A Terrifying Bear Attack
So, this month I finally watched The Revenant. (It’s been out since 2015.)
The way the movie usually gets summarized is, “Leonardo DiCaprio’s character gets mauled by a bear, and his companions leave him for dead.”
Well, they don’t exactly leave him for dead. There is a lot of back and forth. There is money involved, and racial tensions, plus the difficulty of carrying a grievously injured man through rough country on a litter. But yes, basically, he does end up getting left for dead at some point, after efforts have been made to save him (and other efforts to finish him off).
Anyway, after watching, the big question in my mind was the same as in everyone else’s after seeing the movie: How in the world did they film the scene where he gets mauled by a bear?
It looks really real. I have embedded a YouTube clip of it at the end of this section, which you can watch if you have the stomach for it. At one point, the bear steps on the supine man’s head, stretches its neck forward, and snuffles directly at the camera. The glass fogs up from its breath.
Please tell me they didn’t use a real bear.
The first step, of course, was to study the credits carefully. Let’s see … Native American and First Nations acting agency … thanks to the Pawnee and Arikara nations … cultural consultants …. this stuff is fascinating. (One thing I loved about the movie was that subtitles, not dubbing, were used whenever characters were speaking Arikara, Pawnee, or French.) Oh, here it is. Animal wranglers. Wolves supplied by. Horses supplied by. Eagle supplied by. Hmm. There were no actual bears mentioned, but there were “animal puppeteers” and tons of animators.
It looks like it wasn’t a real bear.
Next step: Google. I found this article, where I learned that no, it wasn’t a real bear. It was a man in a blue suit. Even so, it took them four days just to shoot the six-minute scene, and then the bear’s muscles, skin, and fur had to be animated in separate layers.
The other disturbing thing was this: the only reason they didn’t use a real bear, was that captive bears nowadays are all too fat to be realistic.
I think that was a good move on their part.
Yes, in some ways the violent and unscrupulous humans are scarier, but actually … no. They are not.
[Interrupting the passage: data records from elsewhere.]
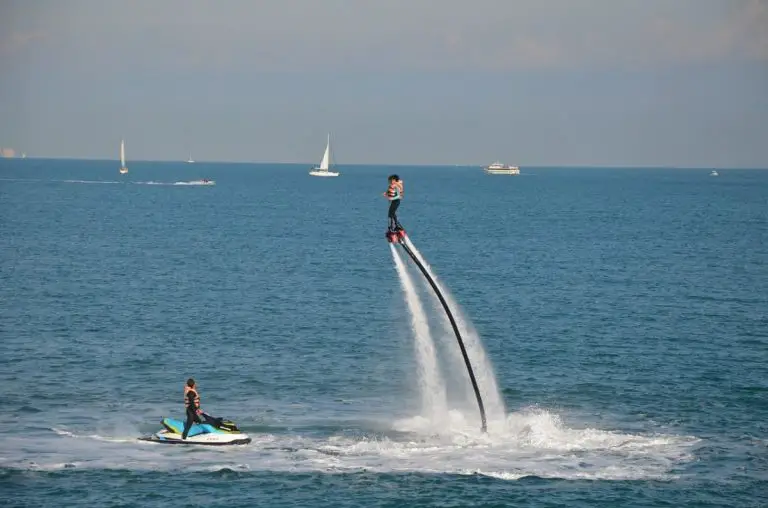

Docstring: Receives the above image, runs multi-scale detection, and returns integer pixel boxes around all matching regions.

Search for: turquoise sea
[1,159,766,507]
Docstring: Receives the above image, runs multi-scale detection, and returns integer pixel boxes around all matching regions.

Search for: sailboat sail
[309,132,340,177]
[119,140,128,174]
[319,135,330,170]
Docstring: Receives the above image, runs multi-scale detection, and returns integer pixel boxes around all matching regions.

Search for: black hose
[399,238,488,433]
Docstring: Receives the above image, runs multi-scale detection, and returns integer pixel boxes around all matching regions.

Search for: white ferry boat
[484,162,520,175]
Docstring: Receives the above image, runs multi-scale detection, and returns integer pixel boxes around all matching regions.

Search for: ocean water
[1,159,766,507]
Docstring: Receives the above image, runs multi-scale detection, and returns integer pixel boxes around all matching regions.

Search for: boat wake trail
[133,180,215,186]
[51,427,138,444]
[61,179,122,184]
[0,178,213,186]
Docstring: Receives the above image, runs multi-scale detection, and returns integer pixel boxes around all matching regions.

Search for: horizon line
[1,156,765,170]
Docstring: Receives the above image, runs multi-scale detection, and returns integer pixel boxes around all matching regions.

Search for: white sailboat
[119,140,128,174]
[309,134,340,177]
[187,155,195,163]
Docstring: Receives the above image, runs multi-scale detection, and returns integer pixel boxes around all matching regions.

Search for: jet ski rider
[384,174,404,232]
[182,378,202,440]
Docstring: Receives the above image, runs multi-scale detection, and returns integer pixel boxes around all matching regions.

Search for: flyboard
[386,227,488,433]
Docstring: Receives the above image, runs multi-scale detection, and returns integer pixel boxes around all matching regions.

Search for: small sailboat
[119,140,128,174]
[309,134,340,177]
[187,155,195,164]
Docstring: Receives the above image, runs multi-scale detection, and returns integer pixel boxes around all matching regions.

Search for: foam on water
[51,427,137,443]
[1,408,698,481]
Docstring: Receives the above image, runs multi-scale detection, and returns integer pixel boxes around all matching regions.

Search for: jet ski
[139,412,251,446]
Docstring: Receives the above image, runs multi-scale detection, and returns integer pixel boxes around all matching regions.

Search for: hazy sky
[1,0,767,166]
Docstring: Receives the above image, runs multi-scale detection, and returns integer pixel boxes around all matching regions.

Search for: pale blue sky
[1,0,767,166]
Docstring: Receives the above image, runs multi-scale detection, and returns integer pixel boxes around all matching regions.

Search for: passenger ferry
[484,162,520,175]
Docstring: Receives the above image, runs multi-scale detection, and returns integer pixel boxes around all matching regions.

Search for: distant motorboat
[710,170,719,176]
[309,134,340,177]
[484,161,520,175]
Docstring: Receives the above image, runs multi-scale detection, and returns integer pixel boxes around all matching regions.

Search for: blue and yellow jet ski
[139,412,251,446]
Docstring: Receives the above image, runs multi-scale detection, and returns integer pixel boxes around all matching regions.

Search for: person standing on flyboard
[384,174,404,232]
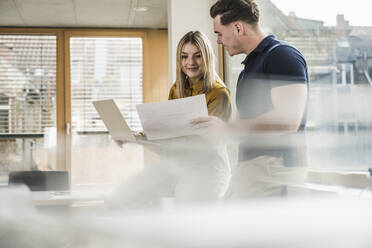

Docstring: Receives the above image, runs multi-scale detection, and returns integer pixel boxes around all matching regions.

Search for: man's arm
[233,83,307,132]
[191,83,307,137]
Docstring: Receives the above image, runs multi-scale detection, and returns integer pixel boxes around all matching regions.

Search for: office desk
[30,190,109,215]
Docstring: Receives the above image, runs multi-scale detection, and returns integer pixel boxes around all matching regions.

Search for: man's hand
[190,116,229,137]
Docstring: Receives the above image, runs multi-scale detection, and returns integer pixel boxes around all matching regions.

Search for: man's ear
[234,22,245,35]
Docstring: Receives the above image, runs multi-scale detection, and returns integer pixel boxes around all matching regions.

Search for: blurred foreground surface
[1,185,372,248]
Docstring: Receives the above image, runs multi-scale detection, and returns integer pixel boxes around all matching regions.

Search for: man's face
[213,15,241,56]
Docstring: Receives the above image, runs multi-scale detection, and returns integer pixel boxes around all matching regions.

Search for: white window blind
[0,35,57,134]
[70,37,143,133]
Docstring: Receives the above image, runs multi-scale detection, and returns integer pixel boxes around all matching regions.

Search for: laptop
[92,99,138,142]
[93,99,201,149]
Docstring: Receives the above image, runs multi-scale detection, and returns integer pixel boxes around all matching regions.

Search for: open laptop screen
[93,99,136,141]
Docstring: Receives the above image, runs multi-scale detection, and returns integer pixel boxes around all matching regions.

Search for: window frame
[0,28,162,176]
[0,28,66,170]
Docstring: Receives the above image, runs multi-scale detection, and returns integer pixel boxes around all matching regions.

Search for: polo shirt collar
[241,35,276,65]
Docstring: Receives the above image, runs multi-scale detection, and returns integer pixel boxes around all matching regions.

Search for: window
[68,36,145,186]
[70,37,143,133]
[0,29,170,187]
[0,34,57,174]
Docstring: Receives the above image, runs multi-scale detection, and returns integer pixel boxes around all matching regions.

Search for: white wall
[168,0,218,85]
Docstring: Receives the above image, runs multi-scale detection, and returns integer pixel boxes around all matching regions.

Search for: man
[190,0,309,197]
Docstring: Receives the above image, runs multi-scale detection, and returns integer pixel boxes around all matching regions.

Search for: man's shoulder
[263,39,307,68]
[262,39,308,82]
[266,38,305,59]
[267,40,302,56]
[253,36,307,68]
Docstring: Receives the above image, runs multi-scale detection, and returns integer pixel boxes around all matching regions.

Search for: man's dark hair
[210,0,260,25]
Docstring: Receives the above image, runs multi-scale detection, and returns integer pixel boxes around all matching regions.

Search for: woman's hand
[114,140,126,148]
[114,131,147,148]
[134,131,147,140]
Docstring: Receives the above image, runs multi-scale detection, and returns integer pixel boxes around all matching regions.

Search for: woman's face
[181,42,204,83]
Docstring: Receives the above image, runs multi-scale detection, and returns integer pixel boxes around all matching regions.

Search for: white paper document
[136,94,208,140]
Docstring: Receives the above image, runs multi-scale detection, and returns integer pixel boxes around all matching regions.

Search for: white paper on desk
[136,94,208,140]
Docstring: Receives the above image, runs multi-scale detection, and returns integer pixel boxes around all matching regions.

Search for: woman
[169,31,231,122]
[109,31,232,209]
[166,31,233,202]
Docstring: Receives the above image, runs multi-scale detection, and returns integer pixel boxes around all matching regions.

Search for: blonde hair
[175,31,223,98]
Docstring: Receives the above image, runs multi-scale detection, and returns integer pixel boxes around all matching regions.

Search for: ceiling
[0,0,168,28]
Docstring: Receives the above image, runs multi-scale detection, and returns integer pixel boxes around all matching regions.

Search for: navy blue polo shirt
[236,35,309,166]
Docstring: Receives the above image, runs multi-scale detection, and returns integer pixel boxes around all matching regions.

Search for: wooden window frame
[0,28,66,170]
[0,28,167,175]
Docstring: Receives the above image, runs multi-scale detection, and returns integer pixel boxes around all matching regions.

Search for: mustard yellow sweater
[168,80,232,122]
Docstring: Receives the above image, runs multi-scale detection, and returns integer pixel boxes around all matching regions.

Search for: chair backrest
[8,171,69,191]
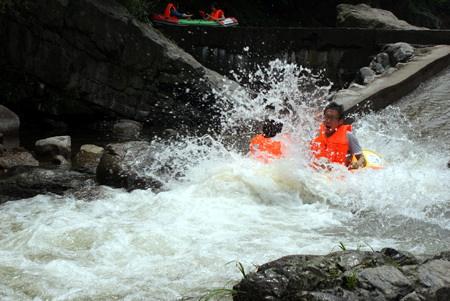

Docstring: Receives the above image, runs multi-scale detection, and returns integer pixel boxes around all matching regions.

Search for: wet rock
[436,286,450,301]
[381,248,418,266]
[336,4,428,30]
[35,136,71,167]
[447,160,450,168]
[73,144,104,174]
[356,67,376,85]
[0,148,39,172]
[400,291,422,301]
[112,119,143,141]
[383,43,415,65]
[0,105,20,148]
[233,249,450,301]
[0,166,92,203]
[96,141,163,191]
[417,260,450,290]
[358,266,413,299]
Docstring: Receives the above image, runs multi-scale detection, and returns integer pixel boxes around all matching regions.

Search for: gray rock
[73,144,104,174]
[0,149,39,171]
[400,291,422,301]
[358,266,413,300]
[336,4,428,30]
[35,136,71,166]
[383,43,415,65]
[0,166,92,203]
[232,249,441,301]
[357,67,376,85]
[112,119,143,140]
[418,260,450,289]
[0,105,20,148]
[370,52,391,74]
[96,141,163,191]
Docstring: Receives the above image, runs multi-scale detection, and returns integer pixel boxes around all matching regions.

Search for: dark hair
[262,119,283,138]
[324,102,345,119]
The scariest thing is the bear.
Euphemisms for Bear
It may surprise you to learn that the English word bear is not actually the original Indo-European word. It is a euphemism. The word used by the Indo-European ancestors, on the Ukrainian plains, was something like hrtko. My Indo-European dictionary explains in a sidebar:
The Proto-Indo-European word for “bear,” rtko-, was inherited in Hittite hartaggash, Sanskrit rksah, Greek arktos, Latin ursus, and Old Irish art.
But in the northern branches [of the Indo-European language family], the word has undergone taboo replacement. The names of wild animals are often taboo to hunters … Among the new expressions for “bear” were “the good calf” in Irish, “honey pig” in Welsh, “honey eater” in Russian, and “the licker” in Lithuanian. English “bear” and its other German cognates are also the result of taboo replacement, as etymologically they mean “the brown one.” (see bher-)The American Heritage dictionary of Indo-European Roots, p. 74
(In case any linguistics purists are reading this, I should note that important diacritic marks are missing from the Indo-European, Hittite, and Sanskrit words in this quote.)
We can imagine that there were a number of terrifying attacks behind this taboo replacement. Or perhaps there was just one, well- (or horribly-) timed one, early in the northern Indo-Europeans’ journey towards their eventual homelands.
So, here are some euphemisms for bear:
- bear/bruin (“the brown one”)
- Beowulf (“bee-wolf”)
- Medved (“honey eater”) (honey = mead)
In my books, the family ends up calling bears “the bad one.”
I like bears. But only as an idea. As actual creatures, they have earned their place on this October’s list of … Scary Things.